Театр по-выходному пуст, репетируют только те, кто заняты в премьере.
Тихо темнеют большие фикусы в кадках, тянутся ковровые дорожки, дремлют кулеры с водой.
Иди, Катя, домой, доспи, позавтракай, делай свои дела, попиши, порисуй, поиграй на рояле…
Но бацилла театра уже попала в меня и распускается.
Ем в буфете, странно пустом.
Иду на третий этаж, где гримеры.
Ида и Валя валяют дурака, представляя, как будет выглядеть тенор Ступкин и баритон Шведов в париках, которые только что пришли из мастерских.
– Кать, может, постричь тебя? – спрашивает Ида, недовольно оглядывая непричесанную меня.
– Да! Конечно! Постриги!
Под блаженные сплетни обо всех на свете из моей головы делают чудо, которого никогда не видывали наши парикмахерские.
Ида стрижет, а Валя заваривает кофе, которого никогда не дадут в кофейнях.
Комическая сценка при передаче денег. Я хочу дать тыщу, Ида брезгливо морщится, в результате берет половину.

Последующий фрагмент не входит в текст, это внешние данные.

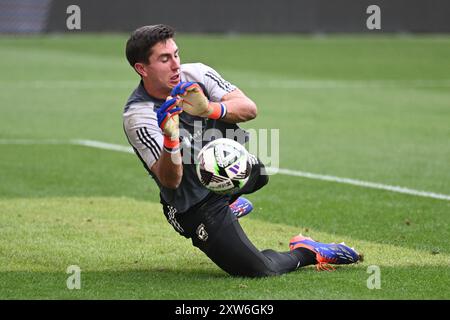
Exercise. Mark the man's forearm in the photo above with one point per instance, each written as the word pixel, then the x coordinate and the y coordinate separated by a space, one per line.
pixel 169 169
pixel 239 110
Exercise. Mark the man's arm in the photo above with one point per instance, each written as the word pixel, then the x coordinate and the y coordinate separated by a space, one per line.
pixel 240 108
pixel 233 107
pixel 169 169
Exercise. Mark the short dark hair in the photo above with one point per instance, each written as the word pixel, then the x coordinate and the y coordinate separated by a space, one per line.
pixel 140 44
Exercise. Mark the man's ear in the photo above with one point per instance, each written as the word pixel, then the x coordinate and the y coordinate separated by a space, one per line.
pixel 140 68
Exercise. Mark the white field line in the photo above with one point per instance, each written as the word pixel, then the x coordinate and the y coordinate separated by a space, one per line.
pixel 294 173
pixel 242 81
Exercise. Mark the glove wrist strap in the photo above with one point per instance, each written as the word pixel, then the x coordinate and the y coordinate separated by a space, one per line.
pixel 219 111
pixel 171 145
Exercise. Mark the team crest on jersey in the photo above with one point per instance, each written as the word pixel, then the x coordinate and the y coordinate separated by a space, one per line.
pixel 201 232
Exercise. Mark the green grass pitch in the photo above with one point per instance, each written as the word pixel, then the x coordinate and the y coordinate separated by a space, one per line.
pixel 370 108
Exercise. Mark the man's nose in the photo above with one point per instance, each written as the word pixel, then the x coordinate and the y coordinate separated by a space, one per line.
pixel 175 63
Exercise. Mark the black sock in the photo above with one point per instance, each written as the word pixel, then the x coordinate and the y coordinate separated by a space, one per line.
pixel 306 257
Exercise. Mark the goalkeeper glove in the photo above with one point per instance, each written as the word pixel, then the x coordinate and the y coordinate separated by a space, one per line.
pixel 168 121
pixel 194 101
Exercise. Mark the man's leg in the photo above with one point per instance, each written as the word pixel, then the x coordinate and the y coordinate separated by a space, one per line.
pixel 219 235
pixel 233 252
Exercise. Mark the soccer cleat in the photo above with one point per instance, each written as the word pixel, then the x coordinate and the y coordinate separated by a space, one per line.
pixel 326 253
pixel 241 207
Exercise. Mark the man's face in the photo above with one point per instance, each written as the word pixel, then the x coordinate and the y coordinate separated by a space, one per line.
pixel 162 73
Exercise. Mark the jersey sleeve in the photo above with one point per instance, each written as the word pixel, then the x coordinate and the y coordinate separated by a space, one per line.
pixel 216 86
pixel 143 132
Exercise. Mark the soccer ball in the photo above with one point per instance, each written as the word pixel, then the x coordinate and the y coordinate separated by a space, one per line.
pixel 223 166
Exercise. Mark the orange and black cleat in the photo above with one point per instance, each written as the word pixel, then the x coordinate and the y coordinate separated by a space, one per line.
pixel 326 253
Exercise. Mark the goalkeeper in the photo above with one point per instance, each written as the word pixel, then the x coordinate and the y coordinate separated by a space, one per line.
pixel 173 105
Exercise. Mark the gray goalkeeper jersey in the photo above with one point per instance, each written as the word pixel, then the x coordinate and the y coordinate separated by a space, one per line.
pixel 143 133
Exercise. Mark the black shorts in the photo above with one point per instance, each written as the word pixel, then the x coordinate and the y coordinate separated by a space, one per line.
pixel 215 230
pixel 205 218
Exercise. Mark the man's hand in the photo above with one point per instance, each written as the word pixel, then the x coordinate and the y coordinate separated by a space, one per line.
pixel 194 101
pixel 168 120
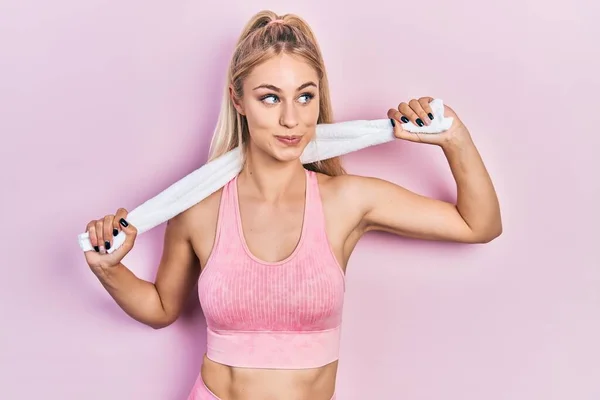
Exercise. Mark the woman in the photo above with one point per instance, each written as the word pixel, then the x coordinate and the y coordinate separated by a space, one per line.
pixel 269 250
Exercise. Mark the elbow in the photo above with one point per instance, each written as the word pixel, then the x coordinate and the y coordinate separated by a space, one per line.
pixel 158 325
pixel 489 234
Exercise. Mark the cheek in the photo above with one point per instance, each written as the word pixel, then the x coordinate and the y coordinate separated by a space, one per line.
pixel 260 117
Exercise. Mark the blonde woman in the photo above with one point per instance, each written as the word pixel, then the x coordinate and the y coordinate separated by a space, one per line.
pixel 269 250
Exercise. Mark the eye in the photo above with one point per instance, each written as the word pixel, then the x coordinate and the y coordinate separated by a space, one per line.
pixel 269 96
pixel 307 96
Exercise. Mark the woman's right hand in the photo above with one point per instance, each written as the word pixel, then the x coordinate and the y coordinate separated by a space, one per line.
pixel 102 232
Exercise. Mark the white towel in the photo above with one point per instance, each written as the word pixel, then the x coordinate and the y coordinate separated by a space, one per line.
pixel 331 140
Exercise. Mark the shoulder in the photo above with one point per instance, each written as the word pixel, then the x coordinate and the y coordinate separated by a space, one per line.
pixel 350 188
pixel 203 214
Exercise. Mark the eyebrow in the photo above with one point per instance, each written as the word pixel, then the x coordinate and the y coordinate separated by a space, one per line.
pixel 276 89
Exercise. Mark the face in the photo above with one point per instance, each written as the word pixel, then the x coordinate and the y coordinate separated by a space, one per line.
pixel 281 105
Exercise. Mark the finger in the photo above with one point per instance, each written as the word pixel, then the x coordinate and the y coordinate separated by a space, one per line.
pixel 409 113
pixel 418 109
pixel 120 214
pixel 108 231
pixel 130 231
pixel 91 230
pixel 100 235
pixel 424 101
pixel 399 132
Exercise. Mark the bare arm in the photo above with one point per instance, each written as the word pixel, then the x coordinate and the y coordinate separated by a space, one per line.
pixel 475 218
pixel 155 304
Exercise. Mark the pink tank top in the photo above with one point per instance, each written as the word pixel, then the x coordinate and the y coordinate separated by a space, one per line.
pixel 284 315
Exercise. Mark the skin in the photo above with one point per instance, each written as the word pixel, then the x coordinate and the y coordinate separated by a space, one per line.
pixel 271 194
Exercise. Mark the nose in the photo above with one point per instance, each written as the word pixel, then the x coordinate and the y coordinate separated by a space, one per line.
pixel 289 115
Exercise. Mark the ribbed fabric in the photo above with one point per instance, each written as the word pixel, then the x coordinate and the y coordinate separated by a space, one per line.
pixel 284 314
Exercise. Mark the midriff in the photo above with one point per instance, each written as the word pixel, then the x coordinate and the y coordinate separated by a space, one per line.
pixel 234 383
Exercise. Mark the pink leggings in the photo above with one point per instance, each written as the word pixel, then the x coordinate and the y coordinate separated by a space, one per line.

Валя за моей спиной делает ей знаки: чего валяешь дурака? Бери, коль дают.
Ида не берет.
Обе замечают, что у меня не все в порядке с правым башмаком. Ремешок отрывается.
Вдохновение на лицах.
Звонок по внутреннему в реквизиторский цех:
– Ваня, ты на месте? Сейчас к тебе Поспелова придет, подклей ей ботинок! А потом к нам дуй!
У них свои планы на Ваню, и я, кажется, помогла в чем-то. Без меня не было бы повода Ване позвонить.
По пустому театру спускаюсь к Ване.
Он старший реквизитор, работает тут еще с тех пор, как наш театр отпочковался от другого, и реквизитор Ваня перешел на новое место, невзирая на понижение зарплаты и прочие неудобства.
У него в подземелье – свои порядки. На стене висит плакат, вязью тщательно самим Ваней написанный и гласящий: «НЕ УЧАСТВУЙТЕ В ДЕЛАХ ТЬМЫ» (ЕФ. 5:11).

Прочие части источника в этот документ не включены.